According to the sources, there is a disagreement between the Finance Ministry and the Ministry of Electronics and Information Technology (MeitY) over the GST Council’s decision to impose a 28% GST on the full-face value.

Prominent investors, such as Peak XV Capital, Tiger Global, DST Global, Bennett, Coleman & Company Limited, Alpha Wave Global, Chrys Capital, and Lumikai have written letters to the Prime Minister, urging him to intervene in the GST Council’s decision, looks like people in power have left no stones unturned.

So, this calls for a review meeting, doesn’t it?

While companies in this sector are seeking clarity and potentially a review of the decision made by the GST Council. The Ministry of Electronics and Information Technology (MeitY) believes such decisions can impact the startups in this sector severely, which is why the review must consider the other side of the coin as well.

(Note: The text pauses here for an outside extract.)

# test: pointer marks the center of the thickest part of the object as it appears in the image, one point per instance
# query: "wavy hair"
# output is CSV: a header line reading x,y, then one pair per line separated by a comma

It seems the fate of the online gaming industry is left to the government’s discretion, that the previous tax slab will be retained, or the revised 28% GST slab be levied on the gross revenue.

But this ball game surely leaves several questions unanswered like:

  1. Did the government just ignore the 60+ years of settled legal jurisprudence and lump online skill gaming with gambling activities?
  2. The GST council seems convinced about the revised tax rates. Will provisions be made in favour of online gaming companies?
  3. Or is the moral talk just a cover for a larger chunk of this floating ice?

At the moment, uncertainty looms large for those in the fantasy gaming industry.